Schools for talented teachers

Teachers are satisfied with their jobs –more so today than at any point in the past twenty years — notes Gadfly’s Liam Julian, reporting on the MetLife survey of teachers. But “teachers predisposed to leave are also apt to have the greatest potential.”

The Economist recently focused a special section on “The battle for brainpower,” the crux of which is that talent (young, driven, skilled, educated, and innovative workers) is far and away the primary competitive tool driving corporate and national success.

. . . Talented individuals are drawn to places where their skills and abilities won’t be wasted. They typically want to work in dynamic environments without excessive bureaucracy; they want to be held accountable for their actions and given the freedom to meet expectations in their own ways; they want mentors and leaders whom they respect (leaders who set goals and demand that their workers meet them); they want to be decently compensated; and they want to feel that they have the opportunity to excel in their chosen field. More than a few of them also hope to improve their society if not the world.

Schools rarely create the environment in which talented teachers can thrive, Julian writes. Smart people don’t bang their heads against a brick wall year after year.

Color-coded students

To build a sense of identity and sort out 3,000 students, a Maryland high school produced color-coded ID tags — “black for seniors, white for magnet kids and a particularly loud shade of yellow for students of limited English proficiency,” reports the Washington Post.
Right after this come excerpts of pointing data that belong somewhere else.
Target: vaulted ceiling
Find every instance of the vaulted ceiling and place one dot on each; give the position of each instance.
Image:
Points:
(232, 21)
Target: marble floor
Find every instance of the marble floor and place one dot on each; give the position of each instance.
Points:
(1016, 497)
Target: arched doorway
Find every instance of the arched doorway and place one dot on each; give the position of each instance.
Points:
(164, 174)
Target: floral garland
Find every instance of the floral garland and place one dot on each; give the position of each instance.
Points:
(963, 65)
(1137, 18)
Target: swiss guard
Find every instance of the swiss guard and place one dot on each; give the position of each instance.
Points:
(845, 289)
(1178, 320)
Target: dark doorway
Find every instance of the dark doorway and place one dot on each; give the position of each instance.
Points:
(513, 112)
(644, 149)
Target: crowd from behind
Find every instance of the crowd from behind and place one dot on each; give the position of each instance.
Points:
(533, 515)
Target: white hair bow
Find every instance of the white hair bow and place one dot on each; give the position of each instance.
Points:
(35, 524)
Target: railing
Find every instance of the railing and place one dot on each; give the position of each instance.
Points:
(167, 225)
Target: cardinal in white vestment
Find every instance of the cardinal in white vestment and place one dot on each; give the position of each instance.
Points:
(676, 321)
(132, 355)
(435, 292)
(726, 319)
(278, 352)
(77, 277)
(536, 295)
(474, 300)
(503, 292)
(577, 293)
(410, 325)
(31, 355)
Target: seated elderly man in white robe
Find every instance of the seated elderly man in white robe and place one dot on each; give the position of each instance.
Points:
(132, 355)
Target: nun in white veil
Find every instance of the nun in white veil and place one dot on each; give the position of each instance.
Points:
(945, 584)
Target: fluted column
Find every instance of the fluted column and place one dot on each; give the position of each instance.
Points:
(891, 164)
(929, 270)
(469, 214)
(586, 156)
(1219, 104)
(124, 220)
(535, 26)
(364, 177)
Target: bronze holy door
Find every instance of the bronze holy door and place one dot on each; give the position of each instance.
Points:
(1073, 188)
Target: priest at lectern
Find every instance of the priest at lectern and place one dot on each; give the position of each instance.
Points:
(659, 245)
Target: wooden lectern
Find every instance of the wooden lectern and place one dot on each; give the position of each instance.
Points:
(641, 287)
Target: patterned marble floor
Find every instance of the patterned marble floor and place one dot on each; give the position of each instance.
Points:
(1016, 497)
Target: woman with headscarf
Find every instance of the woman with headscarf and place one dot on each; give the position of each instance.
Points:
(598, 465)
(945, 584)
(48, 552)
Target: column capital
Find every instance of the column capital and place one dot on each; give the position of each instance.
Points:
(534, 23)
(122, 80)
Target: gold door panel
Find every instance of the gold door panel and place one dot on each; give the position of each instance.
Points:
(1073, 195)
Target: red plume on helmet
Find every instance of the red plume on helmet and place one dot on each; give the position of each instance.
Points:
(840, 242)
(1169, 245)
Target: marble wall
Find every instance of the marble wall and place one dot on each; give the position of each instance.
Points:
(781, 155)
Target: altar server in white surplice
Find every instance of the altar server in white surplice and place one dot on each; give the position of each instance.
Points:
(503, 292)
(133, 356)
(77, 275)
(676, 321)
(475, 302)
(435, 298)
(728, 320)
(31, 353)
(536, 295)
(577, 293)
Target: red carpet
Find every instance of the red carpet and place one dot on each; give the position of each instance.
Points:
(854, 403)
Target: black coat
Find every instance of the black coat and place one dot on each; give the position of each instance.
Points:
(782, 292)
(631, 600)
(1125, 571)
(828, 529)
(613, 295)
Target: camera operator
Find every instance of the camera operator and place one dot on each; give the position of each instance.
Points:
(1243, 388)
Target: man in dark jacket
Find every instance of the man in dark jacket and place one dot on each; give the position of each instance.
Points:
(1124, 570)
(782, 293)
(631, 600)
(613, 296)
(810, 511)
Ninth-graders at Montgomery Blair High School in Silver Spring took particular umbrage at being forced to advertise their status with bright red badges and optional matching lanyards.

IDs come in 11 colors to designate enrollment in various classes or “academies” — entrepreneurship, communication arts, international studies, etc. — within the mega-school.

Tag is too dangerous

First they banned dodgeball. Now a Boston area elementary school has banned tag, touch football and “any other unsupervised chasing games over concerns about the risk of injury and liability for the school,” reports the Boston Globe. Someone might get hurt.

Beat the ‘Bully’

Rockstar Games’ new PlayStation 2 video game, Bully, isn’t the violent bad boy that was expected, reports the Washington Post.

It follows a year in the life of a young toughie named Jimmy Hopkins, who gets dropped off at a boarding school as Mom leaves for her fifth honeymoon. Jimmy finds jocks and preppies at Bullworth Academy, of course, and soon meets bullies predictably picking on nerds. . . . The game, rated T for ages 13 and older, is about climbing — and navigating — the social ladder at school. When a chubby kid with owl glasses nicknamed Pee Stein gets hassled, Jimmy can either leave Pee alone or get in a scuffle to save him. And guess what Jimmy does?

. . . In “Bully,” Jimmy relies on such classic moves as giving wedgies, firing a slingshot and dunking someone’s head in the toilet. He can slug someone with a baseball bat, but it breaks after a few swings.

The lead producer says the game is inspired by his memories of defending a seventh-grade friend in a wheelchair from the school bully.

Private schooling for less

Arizona’s private schools spend one third less money than public schools, concludes a Goldwater Institute survey by Andrew Coulson. Private teachers make about 60 percent of the pay of public teachers. At private schools, 72 percent of the staff are teachers; in the public sector less than half of school employees are teachers.